On Thu, 17 Apr 2014 18:52:10 -0400, Walter Bright
<[email protected]> wrote:
On 4/17/2014 3:18 PM, Steven Schveighoffer wrote:
During the entire processing, you never increment/decrement a reference
count,
because the caller will have passed data to you with an incremented
count.
Just because ARC protects the data, doesn't mean you need to constantly
and
needlessly increment/decrement references. If you know the data won't
go away
while you are using it, you can just ignore the reference counting
aspect.
The salient point there is "if you know". If you are doing it, it is not
guaranteed memory safe by the compiler. If the compiler is doing it, how
does it know?
When I said you, I misspoke. I meant the compiler. If it isn't sure, it
increments the count. But any objects passed into a function are already
incremented. Basically it's like a mutex lock. You only need to increment
at the most outer level of where you are using it.
This idea that every time you pass around a variable you need to adjust
counts is just not true.
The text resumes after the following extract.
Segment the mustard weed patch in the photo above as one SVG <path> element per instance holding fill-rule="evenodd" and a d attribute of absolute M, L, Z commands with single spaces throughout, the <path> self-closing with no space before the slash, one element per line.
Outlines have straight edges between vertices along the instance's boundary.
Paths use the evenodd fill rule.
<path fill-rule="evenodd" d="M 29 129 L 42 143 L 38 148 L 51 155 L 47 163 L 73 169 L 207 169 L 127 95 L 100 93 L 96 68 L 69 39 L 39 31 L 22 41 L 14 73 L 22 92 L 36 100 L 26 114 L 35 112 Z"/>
This is not shared_ptr.
You really are doing *manual*, not automatic, ARC here, because you are
making decisions about when ARC can be skipped, and you must make those
decisions in order to have it run at a reasonable speed.
Absolutely not, the compiler knows whether the count needs to be
incremented, I don't need to know. In fact, in ARC, you are NOT ALLOWED to
increment or decrement the count manually.